ESPN’s Troy Aikman made waves on Monday night when discussing the league’s hypersensitivity to roughing the passer penalties.
“My hope is the Competition Committee looks at this in the next set of meetings and, you know, we take the dresses off,” Aikman said during the Raiders-Chiefs game. The comment oozes with casual misogyny, implying that women are weak and men are tough.
Aikman apologized for the comments during a Thursday appearance on Sportsradio 96.7 FM/1310 The Ticket.
“I mean, my comments were dumb,” Aikman said, via AwfulAnnouncing.com. “Just shouldn’t have made them, just dumb remarks on my part. . . . But the other part of . . . what came from that, what I said was that it implied that I’m not in favor of protecting the quarterbacks, which could not be further from the truth. I’m totally in favor of the protection that the quarterbacks are afforded, and all players for that matter. But there’s no question there has been over-enforcement of the protection for quarterbacks.”
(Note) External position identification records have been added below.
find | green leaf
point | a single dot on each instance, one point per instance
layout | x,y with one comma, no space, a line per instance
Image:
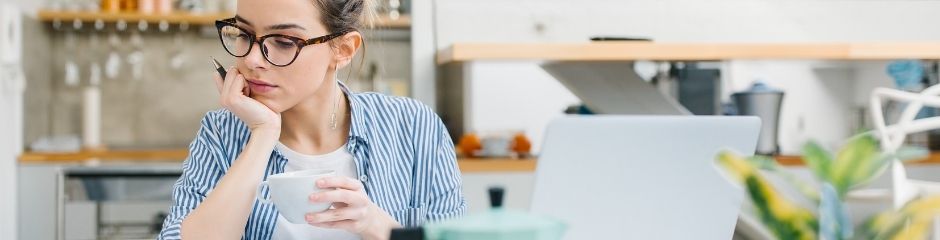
834,221
853,161
770,165
817,159
880,165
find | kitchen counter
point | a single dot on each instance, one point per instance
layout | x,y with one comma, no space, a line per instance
465,164
638,50
178,155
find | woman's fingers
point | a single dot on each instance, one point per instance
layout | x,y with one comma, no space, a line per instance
339,182
334,215
351,198
344,224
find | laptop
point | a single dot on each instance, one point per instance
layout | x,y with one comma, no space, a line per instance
641,177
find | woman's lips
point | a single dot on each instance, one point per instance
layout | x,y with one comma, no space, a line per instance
260,87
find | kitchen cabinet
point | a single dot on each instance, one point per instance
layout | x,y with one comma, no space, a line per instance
73,201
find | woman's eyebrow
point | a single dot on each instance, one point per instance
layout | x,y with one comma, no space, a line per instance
281,26
242,20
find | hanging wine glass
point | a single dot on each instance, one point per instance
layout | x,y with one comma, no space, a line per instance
113,64
136,58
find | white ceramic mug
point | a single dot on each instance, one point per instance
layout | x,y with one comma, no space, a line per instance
290,193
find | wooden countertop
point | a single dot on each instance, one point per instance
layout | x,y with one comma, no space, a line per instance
465,164
628,51
383,21
178,155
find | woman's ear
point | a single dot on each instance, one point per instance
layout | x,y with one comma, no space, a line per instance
346,48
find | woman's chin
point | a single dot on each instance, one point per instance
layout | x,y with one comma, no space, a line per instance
270,103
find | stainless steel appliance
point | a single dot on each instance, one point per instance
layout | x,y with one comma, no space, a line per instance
764,102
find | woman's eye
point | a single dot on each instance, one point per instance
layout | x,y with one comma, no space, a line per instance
283,44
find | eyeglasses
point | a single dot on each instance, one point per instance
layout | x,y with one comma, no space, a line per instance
279,50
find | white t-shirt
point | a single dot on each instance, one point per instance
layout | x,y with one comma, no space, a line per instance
340,161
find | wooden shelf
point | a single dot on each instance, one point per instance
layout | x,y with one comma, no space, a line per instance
465,164
495,165
402,22
162,155
180,17
130,17
178,155
629,51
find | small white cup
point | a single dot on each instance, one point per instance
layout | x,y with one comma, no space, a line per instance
290,193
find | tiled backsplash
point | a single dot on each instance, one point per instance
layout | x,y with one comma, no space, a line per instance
163,108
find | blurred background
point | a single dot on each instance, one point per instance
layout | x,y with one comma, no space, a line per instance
101,98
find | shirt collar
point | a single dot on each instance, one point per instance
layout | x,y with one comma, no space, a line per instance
358,129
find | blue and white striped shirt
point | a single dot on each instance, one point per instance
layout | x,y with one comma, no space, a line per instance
404,156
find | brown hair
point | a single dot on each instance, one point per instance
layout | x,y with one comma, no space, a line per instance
347,16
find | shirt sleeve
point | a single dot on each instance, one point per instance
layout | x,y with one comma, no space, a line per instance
445,195
201,172
448,200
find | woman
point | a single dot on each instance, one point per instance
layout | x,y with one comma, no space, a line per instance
284,110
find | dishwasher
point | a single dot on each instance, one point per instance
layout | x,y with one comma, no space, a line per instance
114,202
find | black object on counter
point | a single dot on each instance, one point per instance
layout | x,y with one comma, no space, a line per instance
415,233
496,197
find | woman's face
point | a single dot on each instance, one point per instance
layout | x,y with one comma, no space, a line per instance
281,88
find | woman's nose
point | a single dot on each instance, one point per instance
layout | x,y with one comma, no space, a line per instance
255,57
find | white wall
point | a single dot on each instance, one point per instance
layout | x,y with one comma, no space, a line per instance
823,97
11,138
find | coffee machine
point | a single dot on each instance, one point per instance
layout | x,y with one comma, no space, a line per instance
764,102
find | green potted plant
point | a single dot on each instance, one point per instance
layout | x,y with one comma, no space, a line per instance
856,164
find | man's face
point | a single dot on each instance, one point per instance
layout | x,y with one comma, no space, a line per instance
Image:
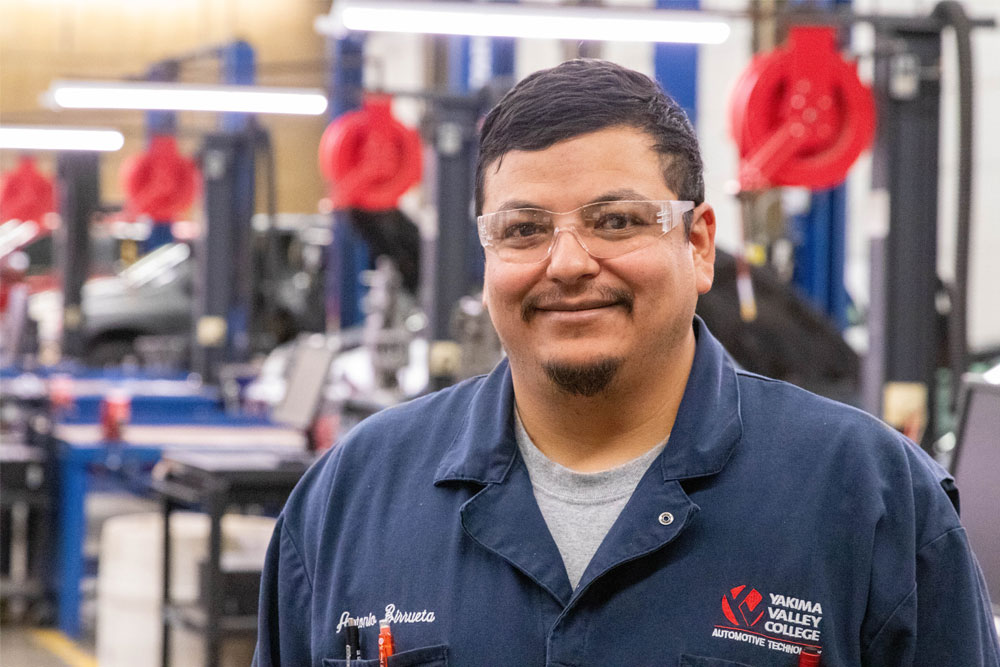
574,312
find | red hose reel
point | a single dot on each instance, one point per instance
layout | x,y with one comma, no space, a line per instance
160,183
800,115
369,158
26,193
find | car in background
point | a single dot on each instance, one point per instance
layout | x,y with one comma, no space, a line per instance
151,297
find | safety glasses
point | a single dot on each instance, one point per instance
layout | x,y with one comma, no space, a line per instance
605,229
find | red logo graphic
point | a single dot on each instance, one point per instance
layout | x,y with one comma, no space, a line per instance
742,607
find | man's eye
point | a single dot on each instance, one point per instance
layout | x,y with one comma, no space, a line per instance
612,221
520,230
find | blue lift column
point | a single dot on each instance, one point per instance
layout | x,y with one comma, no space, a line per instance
676,65
224,289
820,238
454,260
348,254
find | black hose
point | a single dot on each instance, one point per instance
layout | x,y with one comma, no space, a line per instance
952,13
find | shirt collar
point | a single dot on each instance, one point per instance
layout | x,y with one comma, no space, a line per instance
705,433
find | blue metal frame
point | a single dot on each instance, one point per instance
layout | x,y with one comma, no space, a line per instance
348,254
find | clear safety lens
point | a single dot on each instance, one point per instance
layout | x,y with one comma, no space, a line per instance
604,229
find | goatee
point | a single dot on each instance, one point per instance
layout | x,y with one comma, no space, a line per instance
583,379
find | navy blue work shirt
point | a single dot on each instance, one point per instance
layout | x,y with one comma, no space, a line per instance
773,520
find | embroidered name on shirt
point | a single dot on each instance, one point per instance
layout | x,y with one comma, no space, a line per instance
789,623
392,615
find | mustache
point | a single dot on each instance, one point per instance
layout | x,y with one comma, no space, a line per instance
615,296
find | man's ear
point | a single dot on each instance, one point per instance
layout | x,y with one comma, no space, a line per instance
702,243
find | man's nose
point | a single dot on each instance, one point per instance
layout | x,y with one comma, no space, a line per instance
569,260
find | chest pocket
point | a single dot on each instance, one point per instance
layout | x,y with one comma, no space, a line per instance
698,661
429,656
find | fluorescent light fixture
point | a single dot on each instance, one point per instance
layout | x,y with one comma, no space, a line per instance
184,97
33,137
488,19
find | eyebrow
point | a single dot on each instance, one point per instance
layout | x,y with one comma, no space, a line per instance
622,194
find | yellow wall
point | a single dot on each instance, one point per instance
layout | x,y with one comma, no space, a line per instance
41,40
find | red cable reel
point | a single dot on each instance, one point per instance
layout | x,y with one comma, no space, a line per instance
160,182
369,158
800,115
26,194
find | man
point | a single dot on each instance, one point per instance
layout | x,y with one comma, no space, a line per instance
615,492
Aikman grew up hearing the likes of Hall of Fame linebacker Jack Lambert making that same remark (coincidentally, in a Monday Night Football interview in 1979) without much if any of a reaction. Still, the platform and the salary compel Aikman to be in better control of his words when speaking extemporaneously, and to choose a better way to make his point. He knows it was dumb, and he has admitted it.